China's President Hu Jintao in Brasilia April 15, 2010. Hu Jintao will be the top guest at Russia's showcase investor forum next month as the Kremlin seeks to cement an alliance between the world's biggest energy producer and the fastest growing major economy.

Credit: Reuters/Paulo Whitaker/Files

MOSCOW | Fri May 6, 2011 5:27pm IST

MOSCOW (Reuters) - Chinese President Hu Jintao will be the top guest at Russia's showcase investor forum next month as the Kremlin seeks to cement an alliance between the world's biggest energy producer and the fastest growing major economy.

Foreign Minister Sergei Lavrov said on Friday that Hu will meet Russian leaders and attend the St Petersburg International Economic Forum, which the Kremlin presents as Russia's answer to the annual World Economic Forum in the Swiss resort of Davos.

"We in the Russian Federation await the chairman of the People's Republic of China Hu Jintao, who will hold bilateral meetings and take part in the St Petersburg Economic Forum," Lavrov said at a briefing with Chinese counterpart Yang Jiechi.
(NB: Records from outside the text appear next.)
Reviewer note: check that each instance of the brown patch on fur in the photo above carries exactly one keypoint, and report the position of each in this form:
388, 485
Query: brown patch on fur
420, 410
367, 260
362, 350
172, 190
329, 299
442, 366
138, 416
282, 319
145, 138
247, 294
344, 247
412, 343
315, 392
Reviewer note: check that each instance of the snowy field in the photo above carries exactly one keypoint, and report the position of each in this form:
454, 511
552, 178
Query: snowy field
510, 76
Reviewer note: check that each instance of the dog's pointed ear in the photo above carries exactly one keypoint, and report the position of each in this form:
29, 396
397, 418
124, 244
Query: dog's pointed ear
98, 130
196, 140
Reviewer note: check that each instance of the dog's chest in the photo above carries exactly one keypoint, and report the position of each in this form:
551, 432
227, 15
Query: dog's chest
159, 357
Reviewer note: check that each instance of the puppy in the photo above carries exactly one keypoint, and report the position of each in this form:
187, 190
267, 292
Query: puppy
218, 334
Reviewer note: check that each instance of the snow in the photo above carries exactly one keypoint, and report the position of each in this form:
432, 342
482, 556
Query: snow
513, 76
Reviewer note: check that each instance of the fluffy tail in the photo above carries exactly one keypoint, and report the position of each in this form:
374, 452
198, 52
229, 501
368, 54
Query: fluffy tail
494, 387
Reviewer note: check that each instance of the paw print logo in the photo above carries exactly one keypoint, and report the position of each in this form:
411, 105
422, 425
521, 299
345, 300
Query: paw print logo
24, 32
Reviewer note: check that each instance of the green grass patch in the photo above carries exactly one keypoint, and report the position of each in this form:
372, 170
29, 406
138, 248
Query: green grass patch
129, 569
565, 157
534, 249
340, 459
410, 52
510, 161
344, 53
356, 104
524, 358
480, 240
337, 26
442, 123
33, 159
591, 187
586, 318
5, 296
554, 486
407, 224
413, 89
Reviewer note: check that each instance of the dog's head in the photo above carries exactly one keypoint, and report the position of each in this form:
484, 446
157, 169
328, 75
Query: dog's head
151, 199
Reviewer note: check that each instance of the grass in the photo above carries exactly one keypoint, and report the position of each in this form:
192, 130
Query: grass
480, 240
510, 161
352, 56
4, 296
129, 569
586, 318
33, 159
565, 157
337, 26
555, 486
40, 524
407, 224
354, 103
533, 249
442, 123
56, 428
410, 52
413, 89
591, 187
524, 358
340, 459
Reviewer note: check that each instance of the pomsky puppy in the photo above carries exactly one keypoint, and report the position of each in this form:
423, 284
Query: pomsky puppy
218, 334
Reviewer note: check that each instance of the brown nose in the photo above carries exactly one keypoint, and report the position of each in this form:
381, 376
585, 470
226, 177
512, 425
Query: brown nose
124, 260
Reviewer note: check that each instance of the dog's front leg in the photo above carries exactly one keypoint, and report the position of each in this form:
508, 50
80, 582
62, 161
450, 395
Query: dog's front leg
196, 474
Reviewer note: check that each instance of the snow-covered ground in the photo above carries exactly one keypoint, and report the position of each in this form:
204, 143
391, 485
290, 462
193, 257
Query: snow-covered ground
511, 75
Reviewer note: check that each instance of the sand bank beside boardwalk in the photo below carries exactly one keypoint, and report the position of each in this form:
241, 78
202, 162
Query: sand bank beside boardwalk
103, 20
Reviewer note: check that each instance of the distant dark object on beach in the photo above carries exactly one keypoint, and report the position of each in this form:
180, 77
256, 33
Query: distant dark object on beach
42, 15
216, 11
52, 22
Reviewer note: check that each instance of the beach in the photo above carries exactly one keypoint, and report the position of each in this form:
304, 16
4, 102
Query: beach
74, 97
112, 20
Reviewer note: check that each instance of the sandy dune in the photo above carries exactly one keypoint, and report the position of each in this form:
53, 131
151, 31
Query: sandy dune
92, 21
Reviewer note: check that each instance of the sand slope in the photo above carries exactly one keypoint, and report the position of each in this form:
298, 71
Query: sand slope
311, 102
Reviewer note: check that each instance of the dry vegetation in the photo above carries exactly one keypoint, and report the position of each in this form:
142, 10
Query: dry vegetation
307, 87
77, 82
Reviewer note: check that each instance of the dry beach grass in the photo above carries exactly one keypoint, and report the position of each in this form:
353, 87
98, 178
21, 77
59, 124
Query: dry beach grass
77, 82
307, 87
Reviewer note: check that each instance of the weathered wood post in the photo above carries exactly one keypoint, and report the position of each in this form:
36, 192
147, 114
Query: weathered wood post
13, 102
Yang confirmed that Hu would travel to the St Petersburg forum, which Russian President Dmitry Medvedev is expected to open. It will run from June 16-18.

Russia and China, which had a border conflict in 1969, say their relations have never been better though some Russian officials express anxiety in private about China's growing clout and talks on energy sales have stalled in recent years.

But Russia, which is trying to stem capital outflows which totalled $38.3 billion last year, sees China as a potential source of billions of dollars in investment which Moscow says it needs to upgrade ageing Soviet infrastructure.

PIPELINE

China has sought to secure long-term oil and gas supplies from Russia, though wrangling over gas prices has delayed the construction of a key gas pipeline to China that would allow the Kremlin to leverage its energy sales to European customers.

Russia's state-controlled gas company Gazprom wants to pump 30 billion cubic metres of gas a year to China from end-2015 and a Chinese source said last month that a deal to end years of stalled talks could be reached by June.

Prime Minister Vladimir Putin has called for boosting sales of natural resources -- Russia's main exports -- to China, whose gas consumption is forecast to soar over the next decade.

But some senior Russian policy makers are concerned by the influence China wields over the global energy and commodity markets which drive the fortunes of Russia's $1.5 trillion economy, which is dwarfed by China's $5.9 trillion GDP.

China was Russia's single largest trading partner in 2010, accounting for 9.5 percent of Russia's external trade, though as a whole the European Union was vastly bigger, accounting for 49 percent of Russia's $625.4 billion external trade.